One unlikely() path that was incorrect was simply due to the code calling that function had changed over time. There was a case in the scheduler that the task being processed was pretty much guaranteed to be sleeping, and the path for the running case was unlikely(). But over time, there was two changes made to code that called the function that made it much more likely for it to be running. The final decision was to simply remove the unlikely() and not to replace it with likely(), even though it was now a likely case. But as that branch is volatile to how it is called, it was best to not make a decision one way or the other.

One time, I reported an incorrect unlikely() without a patch, because the code looked like that case was suppose to be an exception, but it was constantly being hit. The author of that code found a bug somewhere that was causing this path to be taken when it should not have been. The unlikely stayed but the reporting of it being hit was able to uncover a bug elsewhere.

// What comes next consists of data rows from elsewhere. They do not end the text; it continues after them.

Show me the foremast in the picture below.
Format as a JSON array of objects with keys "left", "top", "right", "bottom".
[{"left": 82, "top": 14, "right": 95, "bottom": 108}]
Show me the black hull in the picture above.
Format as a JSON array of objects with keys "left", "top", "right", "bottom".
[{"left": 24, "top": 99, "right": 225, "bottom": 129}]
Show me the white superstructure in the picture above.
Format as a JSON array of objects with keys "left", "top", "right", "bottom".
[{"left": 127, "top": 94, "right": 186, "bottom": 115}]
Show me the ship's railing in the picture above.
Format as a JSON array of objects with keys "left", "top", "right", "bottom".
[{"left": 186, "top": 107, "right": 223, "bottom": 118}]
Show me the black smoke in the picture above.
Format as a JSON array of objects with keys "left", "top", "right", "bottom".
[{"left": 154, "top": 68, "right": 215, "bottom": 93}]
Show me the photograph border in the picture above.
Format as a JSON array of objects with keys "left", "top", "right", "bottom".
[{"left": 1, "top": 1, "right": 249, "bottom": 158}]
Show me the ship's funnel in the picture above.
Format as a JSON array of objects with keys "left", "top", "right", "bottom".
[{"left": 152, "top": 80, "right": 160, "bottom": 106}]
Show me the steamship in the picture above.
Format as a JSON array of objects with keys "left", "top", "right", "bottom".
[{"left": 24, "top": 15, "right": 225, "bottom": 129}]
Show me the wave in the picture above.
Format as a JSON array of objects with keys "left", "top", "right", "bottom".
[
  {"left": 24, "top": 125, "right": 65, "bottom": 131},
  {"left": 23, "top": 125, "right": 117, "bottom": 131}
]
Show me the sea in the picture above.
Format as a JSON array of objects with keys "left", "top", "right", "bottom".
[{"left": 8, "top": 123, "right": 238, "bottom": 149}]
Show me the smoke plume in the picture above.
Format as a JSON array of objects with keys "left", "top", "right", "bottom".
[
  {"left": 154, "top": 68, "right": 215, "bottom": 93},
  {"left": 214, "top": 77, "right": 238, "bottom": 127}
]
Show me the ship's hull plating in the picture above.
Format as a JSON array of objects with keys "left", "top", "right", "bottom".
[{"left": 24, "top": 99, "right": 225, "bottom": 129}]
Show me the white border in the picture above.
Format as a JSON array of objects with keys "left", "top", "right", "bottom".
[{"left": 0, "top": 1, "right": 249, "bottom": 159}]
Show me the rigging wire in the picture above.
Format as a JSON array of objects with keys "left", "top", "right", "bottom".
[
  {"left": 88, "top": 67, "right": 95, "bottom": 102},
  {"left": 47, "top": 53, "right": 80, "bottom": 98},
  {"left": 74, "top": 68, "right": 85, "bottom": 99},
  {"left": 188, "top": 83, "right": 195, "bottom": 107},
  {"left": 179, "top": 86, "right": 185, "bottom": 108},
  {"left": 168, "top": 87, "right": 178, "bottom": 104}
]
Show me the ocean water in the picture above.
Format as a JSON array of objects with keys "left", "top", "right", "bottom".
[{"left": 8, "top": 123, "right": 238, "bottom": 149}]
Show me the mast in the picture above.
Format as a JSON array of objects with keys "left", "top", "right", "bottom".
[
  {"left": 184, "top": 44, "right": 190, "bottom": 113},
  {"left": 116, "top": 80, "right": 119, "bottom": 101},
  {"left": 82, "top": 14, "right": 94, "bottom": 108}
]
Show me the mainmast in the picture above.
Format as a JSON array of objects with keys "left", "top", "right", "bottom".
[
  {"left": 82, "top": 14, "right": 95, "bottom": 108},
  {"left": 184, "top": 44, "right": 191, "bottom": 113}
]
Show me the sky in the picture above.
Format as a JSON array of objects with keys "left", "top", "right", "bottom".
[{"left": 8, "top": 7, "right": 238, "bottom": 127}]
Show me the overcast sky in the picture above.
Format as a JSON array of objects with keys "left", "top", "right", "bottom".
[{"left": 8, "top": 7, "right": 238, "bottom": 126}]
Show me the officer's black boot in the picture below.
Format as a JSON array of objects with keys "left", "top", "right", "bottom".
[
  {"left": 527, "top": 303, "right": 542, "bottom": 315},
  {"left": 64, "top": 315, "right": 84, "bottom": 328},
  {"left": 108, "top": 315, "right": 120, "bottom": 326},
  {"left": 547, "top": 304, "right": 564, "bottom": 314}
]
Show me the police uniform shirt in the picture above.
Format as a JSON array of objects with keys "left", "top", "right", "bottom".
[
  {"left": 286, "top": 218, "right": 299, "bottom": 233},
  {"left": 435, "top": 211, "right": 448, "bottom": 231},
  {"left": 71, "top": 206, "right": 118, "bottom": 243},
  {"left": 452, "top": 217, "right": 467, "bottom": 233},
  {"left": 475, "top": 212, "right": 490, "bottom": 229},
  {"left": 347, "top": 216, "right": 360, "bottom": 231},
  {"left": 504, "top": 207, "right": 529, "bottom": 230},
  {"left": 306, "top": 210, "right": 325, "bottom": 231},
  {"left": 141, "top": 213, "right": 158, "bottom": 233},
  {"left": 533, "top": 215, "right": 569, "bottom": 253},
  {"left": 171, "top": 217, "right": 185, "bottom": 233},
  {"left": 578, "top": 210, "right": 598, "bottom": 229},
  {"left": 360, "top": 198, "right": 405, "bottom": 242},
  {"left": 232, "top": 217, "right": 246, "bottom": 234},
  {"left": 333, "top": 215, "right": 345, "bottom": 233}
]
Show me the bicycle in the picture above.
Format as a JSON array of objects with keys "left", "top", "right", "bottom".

Looking at the cases above, first being “audit_syscall_exit”, this code gets called at system call exit when there’s some “work” to do. This slow path of system call exit happens when system calls are being traced, or even if a task is performing a “ptrace” on another task (like gdb). Since the auditing code is trying to be “nice”, it doesn’t assume it is the fast path, and places an “unlikely()” in the test case if it is enabled or not. The machine running this happens to have selinux enabled and that enables the auditing of system call exit.

Here’s one example where a 100% incorrect “unlikely” is the right answer! Note, if I disable auditing in the kernel by passing in “audit=0” to the kernel command line, this branch becomes 100% correct.

The sched_info_*() functions all have 100% unlikely, because the code there is something similar to the audit code. If scheduling statistics are disabled, then the sched_info_*() calls should all be ignored. But this is under discussion because when statistics are disabled, the code that has the “unlikely()” is not compiled in. Which begs the question, why is this incorrect? When statistics are compiled into the kernel, there’s a variable used to enable or disable statistics which the unlikely() macro is around. The discussion over this unlikely() is that the variable is enabled by default when statistics are enabled at build time, and can only be disabled by a kernel command line to turn it off. There is a good argument to change the unlikely, but the owner of that code needs to be convinced first.

Using the likely/unlikely profiler is a good way to understand parts of the kernel. Every time I look at an incorrect macro placement that is located in a part of the kernel I’m unfamiliar with, I learn a bit about the surrounding code. That’s one of my motivations to continue to periodically see where likely and unlikely fail to meet expectations.

It’s also a good excuse to keep my “#define if” still in the kernel. But that’s for another topic.